La principal traba es aritmética pura. Las retenciones al agro siguen siendo una de las fuentes de ingresos más importantes del fisco, especialmente en un contexto donde el superávit primario se sostiene con uñas y dientes. Bajarlas de manera más agresiva implicaría resignar entre 0,8 y 1,2 puntos del PBI según distintas estimaciones privadas. En un presupuesto que todavía tiene poco margen de maniobra, esa plata tiene que salir de algún lado.

Desde el gobierno argumentan que la baja ya está en marcha: la quita escalonada de derechos de exportación que se votó el año pasado ya empezó a reflejarse en los números. Pero acelerar ese cronograma chocaría contra dos realidades. Primero, la necesidad de seguir acumulando reservas en el Banco Central. Segundo, el hecho de que la recaudación por IVA sigue siendo débil, afectada por el consumo todavía tibio y por la formalización que avanza más lento de lo esperado.

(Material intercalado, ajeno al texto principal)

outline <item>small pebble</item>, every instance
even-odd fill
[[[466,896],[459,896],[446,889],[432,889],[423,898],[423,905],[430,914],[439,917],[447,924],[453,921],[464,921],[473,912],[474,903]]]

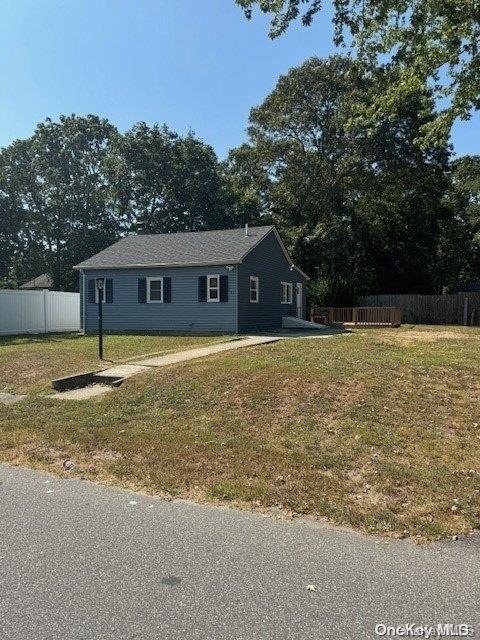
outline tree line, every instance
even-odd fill
[[[432,92],[413,86],[374,126],[356,114],[399,81],[342,56],[281,76],[248,140],[219,161],[193,133],[96,115],[40,123],[0,151],[0,286],[72,266],[131,232],[275,224],[318,303],[441,293],[480,278],[480,156],[422,132]]]
[[[270,37],[294,21],[322,19],[323,0],[234,0],[247,18],[258,9],[271,18]],[[480,108],[479,0],[331,0],[333,42],[365,69],[396,73],[397,81],[373,88],[369,105],[353,111],[357,123],[375,126],[405,96],[426,84],[439,105],[418,132],[428,146],[445,142],[457,118]]]

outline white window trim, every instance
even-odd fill
[[[291,282],[282,282],[282,304],[292,304],[292,300],[293,300],[293,292],[292,292],[292,283]],[[287,300],[283,299],[283,285],[285,285],[287,287]]]
[[[252,280],[257,283],[256,289],[252,289]],[[257,292],[257,299],[252,300],[252,291]],[[260,279],[258,276],[250,276],[250,302],[256,304],[260,300]]]
[[[97,279],[100,280],[100,278],[95,278],[94,282],[95,282],[95,304],[98,304],[98,288],[97,288]],[[105,288],[107,285],[107,279],[106,278],[102,278],[103,280],[103,289],[102,289],[102,304],[105,304]]]
[[[160,300],[151,300],[150,299],[150,283],[151,282],[161,282],[162,283],[162,297],[160,298]],[[150,277],[147,278],[147,303],[148,304],[157,304],[157,303],[162,303],[163,302],[163,278],[157,278],[157,277]]]
[[[210,287],[210,278],[217,279],[217,286]],[[210,291],[212,289],[216,289],[218,292],[218,298],[211,298]],[[210,273],[207,275],[207,302],[220,302],[220,274],[219,273]]]

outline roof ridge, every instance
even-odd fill
[[[248,225],[249,231],[252,229],[273,229],[275,225],[273,224],[261,224],[261,225]],[[201,231],[165,231],[164,233],[129,233],[123,238],[131,238],[131,237],[149,237],[149,236],[181,236],[192,233],[222,233],[224,231],[244,231],[245,227],[228,227],[228,229],[202,229]]]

Un informe reciente de la Fundación Mediterránea señala que, si bien la presión impositiva baja, la estructura tributaria sigue siendo regresiva. “Bajar retenciones es bueno para la inversión y las exportaciones, pero sin una reforma más profunda del IVA y Ganancias, el alivio se concentra en pocos sectores”, advierten.

El efecto en el campo y las exportaciones

Para el sector agroexportador la noticia es claramente positiva. Productores de soja, maíz y trigo ya perciben que, por cada dólar exportado, se quedan con más pesos en el bolsillo. Eso se traduce en mayor intención de siembra para la campaña 2026/2027, según datos de la Bolsa de Cereales de Buenos Aires. Sin embargo, el mismo informe advierte que la mejora no alcanza para compensar los atrasos cambiarios acumulados ni la suba de costos logísticos.

“Es un alivio, pero todavía estamos lejos de los niveles de competitividad que teníamos antes de 2019”, resume un ingeniero agrónomo del norte de Santa Fe que pidió no ser nombrado. Su planteo se repite en muchos campos: la baja de retenciones ayuda, pero no soluciona los problemas estructurales de competitividad.

Qué viene ahora

En el equipo económico descartan por ahora una aceleración fuerte de la quita de retenciones antes de fin de año. La prioridad declarada es mantener el superávit y seguir bajando la inflación. Recién en el presupuesto 2027, que se discutirá en el Congreso en las próximas semanas, se podría abrir una discusión más profunda sobre cómo seguir aliviando la carga tributaria sin comprometer la estabilidad fiscal.

Mientras tanto, la paradoja del momento económico argentino queda a la vista: nunca en 20 años el Estado tomó menos del PBI en impuestos, pero nunca tampoco fue tan evidente que esa baja no alcanza para destrabar el crecimiento que el país necesita.

El detalle que pocos mencionan es que gran parte de esa “baja histórica” de presión impositiva no viene de una decisión virtuosa de política tributaria, sino de la recesión que todavía arrastra el consumo y, por ende, la recaudación de impuestos indirectos. Cuando la economía repunte, esa presión volverá a subir casi automáticamente. La verdadera discusión, entonces, no es si la presión es alta o baja, sino si el sistema tributario que tenemos sigue siendo el adecuado para el país que queremos tener en los próximos años.